Since for the last epoch (pass through the entire dataset) ,all examples were classified correctly, we terminate the learning process.The final weights are 0.7 and 0.7 .

# Gradient update rule

**The perceptron training algorithm is in fact a simple gradient descent update. In this question, you will derive
this algorithm.**

**The approach for training a perceptron here is to minimize a squared error function.**

* Give the definition of a squared error function, E, in terms of W1, W2, Xi1 ,Xi2 and Zi.  
* Each weight should now be updated by taking a small step in the opposite direction of its gradient (so as to
minimize the error):  

W' = W − η∇E(W)  

**Show how this translates into the algorithm that you applied in the previous question.**

$$ 
Squared\ error = \frac{1}{2}\sum_i E_i ^2   
= \frac{1}{2}\sum_i(Z_i - (-0.5 + W_1 X_{i1} + W_2 X_{i2}))^2
$$

We take the gradient of the cost function with respect to the parameters W1,W2  

$$
\frac{dE}{dW_1} = ( (Z_i − (−0.5 + W_1 X_{i1} + W_2 X_{i2}))(−X_{i1}) = −E_i X_{i1})
$$  

$$
\frac{dE}{dW_2} = ( (Z_i − (−0.5 + W_1 X_{i1} + W_2 X_{i2}))(−X_{i2}) = −E_i X_{i2})
$$


The gradient descent update rule for W_1 and W_2 becomes:  

$$
W_1 = W_1 + η E_i X_{i1} = W_1 + η (Z_i -Y_i) X_{i1}
$$  
$$
W_2 = W_2 + η E_i X_{i2} = W_2 + η (Z_i -Y_i) X_{i2}
$$  

Which is the same as the perceptron update pule if we remember that this correction takes place for any weight for which the
input in the example was non-zero.

# Noisy examples

**In practice, the training example may be noisy.
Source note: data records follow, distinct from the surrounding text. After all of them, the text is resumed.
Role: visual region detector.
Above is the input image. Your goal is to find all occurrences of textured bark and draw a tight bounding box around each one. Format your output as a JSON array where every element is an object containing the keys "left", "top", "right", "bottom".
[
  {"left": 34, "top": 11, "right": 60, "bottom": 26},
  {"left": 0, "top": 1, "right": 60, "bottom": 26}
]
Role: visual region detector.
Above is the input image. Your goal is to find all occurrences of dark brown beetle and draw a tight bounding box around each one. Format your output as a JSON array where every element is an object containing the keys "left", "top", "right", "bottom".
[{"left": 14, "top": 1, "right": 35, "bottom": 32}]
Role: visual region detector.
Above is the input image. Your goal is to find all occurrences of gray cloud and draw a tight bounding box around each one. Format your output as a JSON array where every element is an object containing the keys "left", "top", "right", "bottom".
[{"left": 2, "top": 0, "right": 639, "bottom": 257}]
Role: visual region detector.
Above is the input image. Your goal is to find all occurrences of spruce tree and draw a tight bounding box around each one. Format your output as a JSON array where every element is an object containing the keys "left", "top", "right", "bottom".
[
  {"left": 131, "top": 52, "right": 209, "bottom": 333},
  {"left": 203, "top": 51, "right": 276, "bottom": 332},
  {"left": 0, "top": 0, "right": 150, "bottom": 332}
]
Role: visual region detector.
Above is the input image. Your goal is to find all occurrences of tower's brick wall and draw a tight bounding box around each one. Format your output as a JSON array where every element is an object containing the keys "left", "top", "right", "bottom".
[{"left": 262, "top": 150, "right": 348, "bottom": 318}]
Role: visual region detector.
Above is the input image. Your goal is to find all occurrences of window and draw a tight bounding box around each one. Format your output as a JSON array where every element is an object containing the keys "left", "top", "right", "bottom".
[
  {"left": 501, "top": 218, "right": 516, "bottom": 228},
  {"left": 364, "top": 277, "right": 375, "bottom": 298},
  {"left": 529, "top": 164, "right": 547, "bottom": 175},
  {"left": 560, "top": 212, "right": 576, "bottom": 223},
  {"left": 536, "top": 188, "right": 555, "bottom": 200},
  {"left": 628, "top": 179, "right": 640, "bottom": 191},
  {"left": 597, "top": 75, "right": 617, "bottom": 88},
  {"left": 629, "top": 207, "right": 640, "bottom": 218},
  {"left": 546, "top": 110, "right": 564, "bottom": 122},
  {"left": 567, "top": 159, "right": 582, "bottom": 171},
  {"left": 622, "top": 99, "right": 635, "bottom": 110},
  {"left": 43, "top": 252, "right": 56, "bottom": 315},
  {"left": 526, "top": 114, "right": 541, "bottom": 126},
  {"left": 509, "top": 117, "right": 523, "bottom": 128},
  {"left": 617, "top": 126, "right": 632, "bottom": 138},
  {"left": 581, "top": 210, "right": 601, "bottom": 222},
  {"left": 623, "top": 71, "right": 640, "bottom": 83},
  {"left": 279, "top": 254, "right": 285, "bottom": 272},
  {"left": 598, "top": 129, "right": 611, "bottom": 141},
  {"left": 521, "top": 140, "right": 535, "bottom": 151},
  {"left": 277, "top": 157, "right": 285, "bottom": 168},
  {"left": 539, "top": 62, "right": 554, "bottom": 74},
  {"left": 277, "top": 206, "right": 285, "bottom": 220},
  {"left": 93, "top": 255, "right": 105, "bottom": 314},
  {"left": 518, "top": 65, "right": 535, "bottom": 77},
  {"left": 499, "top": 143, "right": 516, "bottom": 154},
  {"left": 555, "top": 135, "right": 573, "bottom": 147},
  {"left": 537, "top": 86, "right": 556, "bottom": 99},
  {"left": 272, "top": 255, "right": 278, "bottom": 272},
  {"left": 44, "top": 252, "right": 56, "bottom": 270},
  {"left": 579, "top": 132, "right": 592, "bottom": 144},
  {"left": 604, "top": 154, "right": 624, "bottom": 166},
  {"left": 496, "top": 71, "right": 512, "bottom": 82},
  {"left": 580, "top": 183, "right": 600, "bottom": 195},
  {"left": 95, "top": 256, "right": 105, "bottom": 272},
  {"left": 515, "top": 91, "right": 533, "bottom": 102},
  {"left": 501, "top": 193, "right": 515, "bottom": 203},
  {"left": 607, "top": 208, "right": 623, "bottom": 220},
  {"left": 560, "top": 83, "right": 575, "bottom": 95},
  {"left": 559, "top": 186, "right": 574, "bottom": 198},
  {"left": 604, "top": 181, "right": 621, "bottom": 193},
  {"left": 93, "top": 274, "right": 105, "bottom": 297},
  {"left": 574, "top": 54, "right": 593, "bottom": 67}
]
Suppose that there are contradicting examples in the training
set: for example, an additional example, where X1 = 1, X2 = 1, Z = 0. How do you think this will affect the
algorithm’s behavior? (you are welcome to go ahead and try).**

Such contradicting examples make it so that the examples are not linearly seperable and since the single layer perceptron is only capable of seperating linearly seperable cases,the algorithm will not converge but run indefinitelly.